Sigrid Maas alzò le spalle.

«Non mi ricordo. Non abbiamo parlato granché. Lo sa Dio se non era anche una signorina piuttosto sfacciata, fra l’altro.»

«Sfacciata? In che senso?»

«Sosteneva che forse non era stato lui.»

«Non era stato lui? Che cosa intende dire?»

«Sì, si è messa a blaterare che lei poteva essere saltata giù dal viadotto per conto suo e un sacco di altre stronzate. La mia Winnie? Eh? Io ovviamente sono andata su tutte le furie e le ho detto di chiudere il becco.»

«Ha spiegato perché?»

«Cosa?»

«Avrà pur avuto un motivo per sostenere che suo padre potesse essere innocente.»

Sigrid Maas schiacciò il mozzicone della sigaretta e cominciò subito a frugare nel pacchetto alla ricerca di un’altra.

«E io che cavolo ne so. Tutte scemenze, comunque, anche se lei era stata al manicomio e gli aveva parlato. Lui non avrà certo avuto il coraggio di ammettere le sue responsabilità di fronte alla figlia, quel vigliacco schifoso! Chiaro come il sole che è stato lui. Farsela con una ragazzina! Una sedicenne! La mia Winnie! Riesce a immaginarsi che razza di bastardo è?»

Moreno rifletté.

«Che cosa fece poi?»

«Eh?»

«Sa dove andò Mikaela Lijphart dopo aver parlato con lei?»

Sigrid Maas accese la sigaretta, con l’aria di pensarci su.

«Non lo so» disse infine.

Moreno restò seduta in silenzio, in attesa.

«Voleva parlare con qualcun altro, credo» riprese Sigrid Maas controvoglia. «Amici di Winnie, chissà poi perché.»

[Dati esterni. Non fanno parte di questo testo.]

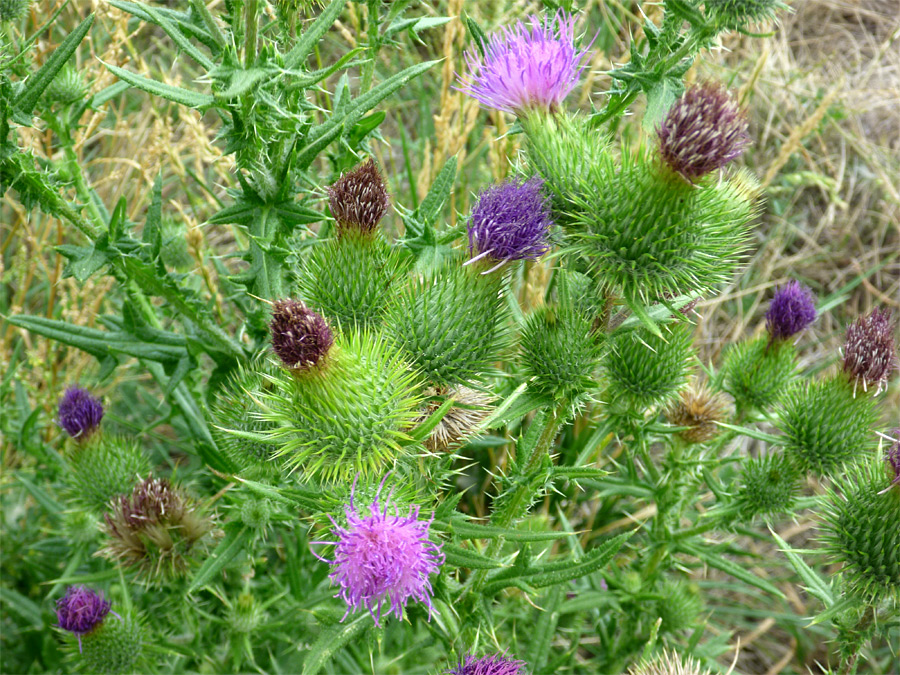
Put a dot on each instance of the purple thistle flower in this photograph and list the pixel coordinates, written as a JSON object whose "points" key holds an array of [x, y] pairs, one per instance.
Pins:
{"points": [[869, 351], [703, 131], [523, 69], [498, 664], [300, 336], [380, 557], [793, 308], [79, 412], [81, 610], [510, 221]]}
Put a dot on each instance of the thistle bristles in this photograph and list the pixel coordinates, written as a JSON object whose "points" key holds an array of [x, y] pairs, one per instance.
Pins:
{"points": [[870, 355], [792, 310], [703, 131], [524, 69], [359, 199], [300, 337]]}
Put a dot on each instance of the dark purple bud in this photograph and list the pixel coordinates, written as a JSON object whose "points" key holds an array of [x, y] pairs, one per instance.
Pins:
{"points": [[79, 412], [359, 199], [300, 337], [793, 308], [704, 130], [80, 610], [510, 221], [498, 664], [869, 351]]}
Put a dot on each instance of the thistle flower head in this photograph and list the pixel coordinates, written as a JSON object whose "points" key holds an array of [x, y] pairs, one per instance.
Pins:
{"points": [[383, 557], [79, 412], [300, 337], [496, 664], [510, 221], [81, 609], [359, 199], [524, 69], [870, 354], [793, 308], [703, 131]]}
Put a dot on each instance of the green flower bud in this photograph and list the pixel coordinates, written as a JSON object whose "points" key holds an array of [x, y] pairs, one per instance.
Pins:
{"points": [[346, 418], [824, 425], [350, 278], [103, 467], [860, 530], [645, 370], [757, 373], [768, 485], [450, 324], [560, 352]]}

Bevve un lungo sorso dalla tazza tenendo gli occhi chiusi mentre il liquido le scivolava in gola.

«Quali? Lei le ha fornito qualche nome?»

Sigrid Maas fumava cercando di mantenere un’aria noncurante. Come se non avesse voglia di dire altro.

«Non mi sembra che si stia guadagnando quei cinquanta gulden» disse Moreno.

«Un paio» disse Sigrid Maas. «Un paio di nomi, mi pare di ricordare... era così insistente, non la smetteva più di parlare. Non riuscivo a liberarmi di lei. Così le ho detto di andare da Vera Sauger e di lasciarmi in pace.»

«Vera Sauger?»

«Gran brava ragazza. Era l’amica del cuore di Winnie fin dalle elementari. Ha continuato a farsi sentire, anche quando tutti gli altri ti avevano piantato in asso e guardavano il culo di Dio quando ti incontravano in città.»

Il culo di Dio? pensò Moreno. Questa piacerebbe a Reinhart.

«Perciò ha suggerito a Mikaela Lijphart di andare a trovare Vera Sauger?»

Sigrid Maas annuì e vuotò la sua tazza. Fece una piccola smorfia.

«Sa se ci è andata?»

«E come cavolo faccio a saperlo? Le ho solo dato il numero di telefono. Su, cacci quel maledetto cinquantone adesso, ho cose più importanti da fare che stare qui a farmi tormentare.»

Moreno si rese conto che anche lei aveva da fare. Le allungò la banconota e ringraziò dell’aiuto. Sigrid Maas prese il denaro e se ne andò senza dire una parola.

Vera Sauger? pensò Ewa Moreno. Dove l’ho già sentita?